PetSmart announced an intention of the 2020 Mandatory Exchangeable Trust, a Delaware statutory trust, to offer, subject to market conditions and other factors, $600 million aggregate purchase price of its 2020 Mandatory Exchangeable Trust Securities exchangeable into Class A common stock, par value $0.01 per share, of Chewy, Inc. in a private placement to investors that are both qualified institutional buyers pursuant to Rule 144A under the Securities Act of 1933, as amended, and qualified purchasers as defined in Section 2(a)(51) of the Investment Company Act of 1940, as amended, and the rules thereunder for purposes of Section 3(c)(7) of the Investment Company Act.

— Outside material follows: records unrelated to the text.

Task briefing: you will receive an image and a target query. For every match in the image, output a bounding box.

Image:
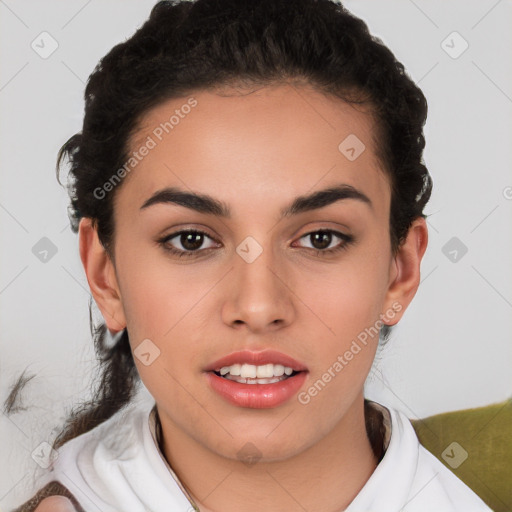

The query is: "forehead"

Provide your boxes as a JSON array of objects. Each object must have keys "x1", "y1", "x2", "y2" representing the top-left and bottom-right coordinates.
[{"x1": 119, "y1": 85, "x2": 390, "y2": 218}]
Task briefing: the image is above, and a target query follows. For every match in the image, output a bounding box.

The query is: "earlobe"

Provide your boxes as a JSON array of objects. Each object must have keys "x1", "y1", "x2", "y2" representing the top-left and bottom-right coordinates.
[
  {"x1": 78, "y1": 218, "x2": 126, "y2": 332},
  {"x1": 383, "y1": 217, "x2": 428, "y2": 325}
]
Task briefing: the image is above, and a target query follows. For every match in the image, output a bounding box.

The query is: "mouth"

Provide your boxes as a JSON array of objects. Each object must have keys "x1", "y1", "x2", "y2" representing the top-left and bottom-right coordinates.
[
  {"x1": 205, "y1": 351, "x2": 309, "y2": 409},
  {"x1": 213, "y1": 363, "x2": 299, "y2": 384}
]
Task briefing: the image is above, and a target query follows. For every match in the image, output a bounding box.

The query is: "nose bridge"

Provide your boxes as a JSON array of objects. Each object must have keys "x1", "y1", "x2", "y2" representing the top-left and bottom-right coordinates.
[{"x1": 225, "y1": 236, "x2": 293, "y2": 330}]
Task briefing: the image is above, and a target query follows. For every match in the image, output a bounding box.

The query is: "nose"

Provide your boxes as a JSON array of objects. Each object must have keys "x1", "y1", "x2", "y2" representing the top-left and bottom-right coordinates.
[{"x1": 222, "y1": 242, "x2": 295, "y2": 333}]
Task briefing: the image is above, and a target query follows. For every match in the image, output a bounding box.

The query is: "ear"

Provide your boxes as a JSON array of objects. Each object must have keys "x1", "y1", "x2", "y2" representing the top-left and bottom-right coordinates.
[
  {"x1": 78, "y1": 217, "x2": 126, "y2": 332},
  {"x1": 383, "y1": 217, "x2": 428, "y2": 325}
]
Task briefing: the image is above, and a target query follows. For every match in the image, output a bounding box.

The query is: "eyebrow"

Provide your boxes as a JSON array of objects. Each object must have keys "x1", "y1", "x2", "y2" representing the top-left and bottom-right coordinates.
[{"x1": 140, "y1": 184, "x2": 372, "y2": 219}]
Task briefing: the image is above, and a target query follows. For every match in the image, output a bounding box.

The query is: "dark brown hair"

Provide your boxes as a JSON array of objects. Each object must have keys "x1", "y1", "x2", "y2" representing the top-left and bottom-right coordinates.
[{"x1": 13, "y1": 0, "x2": 432, "y2": 510}]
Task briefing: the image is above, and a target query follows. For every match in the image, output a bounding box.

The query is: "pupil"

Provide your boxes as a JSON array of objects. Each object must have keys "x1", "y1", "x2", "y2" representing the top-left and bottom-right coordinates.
[
  {"x1": 311, "y1": 231, "x2": 332, "y2": 249},
  {"x1": 180, "y1": 233, "x2": 203, "y2": 251}
]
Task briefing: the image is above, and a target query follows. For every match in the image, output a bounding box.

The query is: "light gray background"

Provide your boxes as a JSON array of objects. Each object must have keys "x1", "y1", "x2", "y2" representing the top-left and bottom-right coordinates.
[{"x1": 0, "y1": 0, "x2": 512, "y2": 511}]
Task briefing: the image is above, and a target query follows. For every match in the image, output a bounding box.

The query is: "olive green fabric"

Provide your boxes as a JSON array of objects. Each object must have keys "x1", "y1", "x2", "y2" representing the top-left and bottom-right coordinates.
[{"x1": 411, "y1": 398, "x2": 512, "y2": 512}]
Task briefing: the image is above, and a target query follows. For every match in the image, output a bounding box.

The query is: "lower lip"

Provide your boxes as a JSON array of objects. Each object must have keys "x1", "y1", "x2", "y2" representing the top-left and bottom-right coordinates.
[{"x1": 206, "y1": 371, "x2": 307, "y2": 409}]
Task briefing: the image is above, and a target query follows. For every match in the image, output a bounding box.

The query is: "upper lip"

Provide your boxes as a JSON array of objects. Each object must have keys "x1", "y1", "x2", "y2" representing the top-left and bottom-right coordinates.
[{"x1": 205, "y1": 350, "x2": 307, "y2": 372}]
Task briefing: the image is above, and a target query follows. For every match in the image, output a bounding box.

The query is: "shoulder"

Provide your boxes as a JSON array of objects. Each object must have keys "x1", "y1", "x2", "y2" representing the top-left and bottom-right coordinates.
[{"x1": 34, "y1": 496, "x2": 76, "y2": 512}]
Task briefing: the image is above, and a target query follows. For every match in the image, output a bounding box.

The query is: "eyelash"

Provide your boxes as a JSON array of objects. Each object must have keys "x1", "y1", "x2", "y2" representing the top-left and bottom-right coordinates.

The Trust expects to grant the initial purchasers of the Trust Securities an option to purchase up to an additional $90 million aggregate purchase price of its Trust Securities. The Trust will enter into a variable forward purchase agreement with Buddy Chester Sub, a wholly owned subsidiary of PetSmart. At the closing of the offering of the Trust Securities, the Trust will pay to the Seller the net proceeds received from the issuance of the Trust Securities, excluding amounts in respect of the Trust’s expenses and amounts used by the Trust to purchase US Treasury securities, which will fund quarterly distributions on the Trust Securities. PetSmart intends to use the net proceeds received under the variable forward purchase agreement to repay outstanding debt. At the exchange date, which is expected to be May 16, 2023, the Trust will exchange each Trust Security for a certain number of shares of common stock (determined by reference to the trading price of the common stock at that time) or, subject to the Seller’s election, cash or a combination of cash and common stock. Under certain circumstances, the Trust Securities may be exchanged prior to the scheduled exchange date.

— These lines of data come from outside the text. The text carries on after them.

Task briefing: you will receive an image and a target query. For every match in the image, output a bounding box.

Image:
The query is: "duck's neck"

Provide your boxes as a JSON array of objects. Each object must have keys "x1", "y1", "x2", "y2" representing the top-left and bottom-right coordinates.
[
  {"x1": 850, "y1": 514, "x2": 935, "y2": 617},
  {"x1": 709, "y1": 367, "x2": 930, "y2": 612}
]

The Trust Securities are only being offered to persons reasonably believed to be both qualified institutional buyers as defined in Rule 144A under the Securities Act and qualified purchasers as defined in Section 2(a)(51) of the Investment Company Act for purposes of Section 3(c)(7) of the Investment Company Act. Neither the Trust, Trust Securities nor any of the common stock subject to the Trust Securities have been or will be registered under the Investment Company Act, the Securities Act or the securities laws of any other state or jurisdiction, and therefore, may not be offered or sold in the United States without registration or an applicable exemption from registration requirements under the Investment Company Act, the Securities Act and any applicable state or other jurisdiction’s securities laws. This press release does not constitute an offer to sell or the solicitation of an offer to buy any securities nor shall there be any sale of these securities in any state or jurisdiction in which such an offer, solicitation or sale would be unlawful.